Indeed … but no sand this time, so the lever goes up into fourth, and now there’s no sound except wind. Screw it all the way over, reach through the handlebars to raise the headlight beam, the needle leans down on a hundred, and wind-burned eyeballs strain to see down the centerline, trying to provide a margin for the reflexes.
But with the throttle screwed on there is only the barest margin, and no room at all for mistakes. It has to be done right … and that’s when the strange music starts, when you stretch your luck so far that fear becomes exhilaration and vibrates along your arms. You can barely see at a hundred; the tears blow back so fast that they vaporize before they get to your ears. The only sounds are wind and a dull roar floating back from the mufflers. You watch the white line and try to lean with it … howling through a turn to the right, then to the left and down the long hill to Pacifica … letting off now, watching for cops, but only until the next dark stretch and another few seconds on the edge … The Edge … There is no honest way to explain it because the only people who really know where it is are the ones who have gone over. The others — the living — are those who pushed their control as far as they felt they could handle it, and then pulled back, or slowed down, or did whatever they had to when it came time to choose between now and Later.
But the edge is still Out there. Or maybe it’s In. The association of motorcycles with LSD is no accident of publicity. They are both a means to an end, to the place of definitions.
— Thompson, Hunter S. Hell's Angels: A Strange and and Terrible Saga. Random House Publishing Group.

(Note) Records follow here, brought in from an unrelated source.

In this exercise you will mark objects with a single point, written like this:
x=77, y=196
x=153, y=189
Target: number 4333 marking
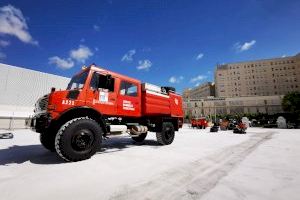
x=68, y=102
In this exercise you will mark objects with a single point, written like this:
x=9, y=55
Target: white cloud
x=244, y=47
x=96, y=27
x=4, y=43
x=2, y=56
x=199, y=56
x=61, y=63
x=81, y=54
x=198, y=78
x=174, y=79
x=144, y=65
x=129, y=55
x=12, y=22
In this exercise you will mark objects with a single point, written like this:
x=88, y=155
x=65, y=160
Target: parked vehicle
x=199, y=123
x=240, y=128
x=72, y=122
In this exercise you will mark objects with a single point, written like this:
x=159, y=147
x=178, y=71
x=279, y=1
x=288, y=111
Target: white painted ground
x=263, y=164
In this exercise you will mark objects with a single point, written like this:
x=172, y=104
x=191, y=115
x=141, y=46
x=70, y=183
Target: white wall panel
x=22, y=87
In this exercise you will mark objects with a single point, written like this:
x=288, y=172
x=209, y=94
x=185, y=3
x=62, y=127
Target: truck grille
x=41, y=104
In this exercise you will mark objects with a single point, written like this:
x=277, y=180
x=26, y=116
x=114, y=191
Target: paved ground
x=263, y=164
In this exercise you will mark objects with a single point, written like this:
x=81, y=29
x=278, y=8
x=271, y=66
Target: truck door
x=102, y=95
x=129, y=99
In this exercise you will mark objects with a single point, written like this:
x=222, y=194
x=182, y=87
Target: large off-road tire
x=140, y=138
x=167, y=135
x=78, y=139
x=48, y=141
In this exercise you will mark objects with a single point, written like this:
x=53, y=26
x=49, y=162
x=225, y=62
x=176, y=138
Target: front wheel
x=140, y=138
x=167, y=135
x=78, y=139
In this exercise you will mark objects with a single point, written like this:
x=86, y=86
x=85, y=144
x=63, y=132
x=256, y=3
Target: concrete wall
x=19, y=90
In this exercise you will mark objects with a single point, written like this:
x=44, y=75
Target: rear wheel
x=78, y=139
x=167, y=135
x=48, y=140
x=140, y=138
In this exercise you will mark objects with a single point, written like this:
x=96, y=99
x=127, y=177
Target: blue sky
x=165, y=42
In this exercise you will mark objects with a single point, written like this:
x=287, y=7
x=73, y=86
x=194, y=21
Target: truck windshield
x=77, y=82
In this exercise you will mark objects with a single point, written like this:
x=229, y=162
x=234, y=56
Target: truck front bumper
x=39, y=122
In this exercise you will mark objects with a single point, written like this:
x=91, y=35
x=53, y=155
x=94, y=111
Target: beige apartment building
x=212, y=106
x=203, y=90
x=268, y=77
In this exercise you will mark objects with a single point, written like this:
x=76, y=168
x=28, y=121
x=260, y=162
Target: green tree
x=291, y=102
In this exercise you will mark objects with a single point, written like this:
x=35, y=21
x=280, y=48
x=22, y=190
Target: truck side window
x=128, y=89
x=100, y=81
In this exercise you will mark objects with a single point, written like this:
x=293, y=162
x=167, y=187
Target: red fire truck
x=73, y=122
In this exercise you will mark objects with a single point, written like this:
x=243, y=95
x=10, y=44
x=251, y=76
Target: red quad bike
x=240, y=128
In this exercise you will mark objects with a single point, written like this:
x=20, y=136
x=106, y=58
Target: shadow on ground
x=37, y=154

Was Hunter S. Thompson a good writer? Well, you can now decide for yourself. My mind is made up.
P.S. Of course, what’s not to love in a writer who mixes "ellipses"(…) and "dashes" (—) in the same paragraph. (Who else does that? Hadn’t you noticed?)
P.P.S. Did I tell you I also have a red BSA Lightning. I don’t ride by the beach. My destinations are mountains and river canyons. And I don’t ride at night. (Old eyes don’t do as well at night.) But I’ve “Bent forward, far back on the seat, and a rigid grip on the handlebars as the bike starts jumping and wavering in the wind.” Oh yes, Hunter got it. Do you?